On June 26th at 2:57pm EDT our Network Operations Center started to receive indications of system alerts which triggered the Platform Engineering and the Platform Operations teams to initiate investigations. After confirmation of anomalies at 3:10pm EDT, notices started to be posted as we initiated deeper anomaly analysis.
This was a complex problem to identify as we investigated Hardware Security Module (HSM) proxies, the storage system, active directory, and the network. Because each of these systems were displaying anomalies, each were isolated, failed over, and restarted, but without success as the root cause was elsewhere.
As we took a deeper dive into these systems, we discovered that there were duplicate IP addresses present as a result of human error related to the deployment of our new dispersed memory-resident auto-replicating global directory. A virtual control server was serving erroneous IP addresses, which caused network collisions and the inability for the HSM proxies, storage system, and other components to behave in a predictable way. Services were restored at 5:49pm EDT.
No damage was caused to documents nor to other NetDocuments objects. This issue affected the US region only, as the European and Australian regions were non-affected. The US region was unable to open documents as the HSM proxies were affected by the wrong IP addresses. Documents from emergency backup locations such as the echo location, ndOffice echo, ndMirror, and ndSync were not affected, and available for users to access.

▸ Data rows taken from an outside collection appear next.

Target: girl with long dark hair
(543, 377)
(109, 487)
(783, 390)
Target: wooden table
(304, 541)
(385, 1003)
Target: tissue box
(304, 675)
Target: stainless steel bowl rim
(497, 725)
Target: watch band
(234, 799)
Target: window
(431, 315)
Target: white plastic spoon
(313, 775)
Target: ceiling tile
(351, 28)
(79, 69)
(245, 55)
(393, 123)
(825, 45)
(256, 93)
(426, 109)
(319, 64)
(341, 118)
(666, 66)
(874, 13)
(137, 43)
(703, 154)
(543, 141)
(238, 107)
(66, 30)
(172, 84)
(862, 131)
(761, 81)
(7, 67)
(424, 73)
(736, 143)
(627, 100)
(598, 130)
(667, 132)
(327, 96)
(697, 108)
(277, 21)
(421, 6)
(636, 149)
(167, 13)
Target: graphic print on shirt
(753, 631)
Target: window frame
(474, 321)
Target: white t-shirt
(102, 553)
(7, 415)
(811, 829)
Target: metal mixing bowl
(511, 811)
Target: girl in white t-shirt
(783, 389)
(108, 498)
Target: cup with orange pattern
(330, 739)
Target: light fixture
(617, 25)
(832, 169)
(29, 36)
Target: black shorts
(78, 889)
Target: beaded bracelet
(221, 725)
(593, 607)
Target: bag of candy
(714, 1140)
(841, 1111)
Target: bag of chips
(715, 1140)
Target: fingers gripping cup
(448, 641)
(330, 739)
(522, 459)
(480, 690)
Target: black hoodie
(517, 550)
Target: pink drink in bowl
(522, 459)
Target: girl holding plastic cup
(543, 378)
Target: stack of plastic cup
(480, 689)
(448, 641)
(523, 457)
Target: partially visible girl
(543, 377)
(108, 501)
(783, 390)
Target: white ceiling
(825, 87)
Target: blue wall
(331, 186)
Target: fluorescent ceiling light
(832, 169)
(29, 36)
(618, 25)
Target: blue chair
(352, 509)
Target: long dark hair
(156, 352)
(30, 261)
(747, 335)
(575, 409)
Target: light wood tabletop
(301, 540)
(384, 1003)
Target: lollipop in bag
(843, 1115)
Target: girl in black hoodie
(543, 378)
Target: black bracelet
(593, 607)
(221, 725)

As a means of preventing future similar incidents, we have placed into production the prevention of duplicate IP addresses by the insertion of code that will identify if a duplicate IP address is present. Now new servers will be automatically stopped from entering the network if duplicate IP addresses are identified. As a collateral benefit, we are also fine-tuning the emergency processes and vendor responsiveness of each sub-system that was unnecessarily investigated in this incident, including HSM proxies, storage, and network systems.
NetDocuments takes every incident very seriously, and although we made measurable improvements in system reliability in the recent past, especially in the area of system self-remediation, this particular issue was new and without prior precedence. We are seriously aware of the trouble that this caused and are very grateful for your support.